Researchers at Harvard Medical School used mice to analyze how cancer cells would react to a high-fat diet. The study published in the journal Cell reveals new information on obesity and cancer. This new information could change the future of immunotherapy.
The team found that a high-fat diet reduces the number and antitumor activity of CD8 + T cells, an important immune cell, within tumors. The scientists found that this happens because cancer cells alter their metabolism in response to increased accessibility to fats. Therefore, they have a better ability to eat fat molecules, which deprives T cells of fuel, increasing tumor growth.

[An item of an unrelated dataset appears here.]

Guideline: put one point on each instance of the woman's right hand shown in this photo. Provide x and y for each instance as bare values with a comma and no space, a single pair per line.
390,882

“Putting the same tumor in obese and non-obese settings reveals that cancer cells reconfigure their metabolism in response to a high-fat diet,” said Marcia Haigis, professor of cell biology at HMS ‘Blavatnik Institute and co-lead author of the study. “This finding suggests that a therapy that could potentially work in one setting might not be as effective in another, which must be better understood given the obesity epidemic in our society.”
Implications of this research for the future of immunotherapy
The research revealed that blocking the metabolic reprogramming process decreased tumor growth in mice given high-fat diets. In current immunotherapies, oncology nurses use CD8 + T cells as the primary strategy to stimulate the immune response against cancer. The new study may lead to better immunotherapy techniques in the future.
“Cancer immunotherapies are having a huge impact on the lives of patients, but they are not benefiting everyone,” said co-lead author Arlene Sharpe, HMS George Fabyan professor of comparative pathology and chair of the Blavatnik Institute’s Department of Immunology.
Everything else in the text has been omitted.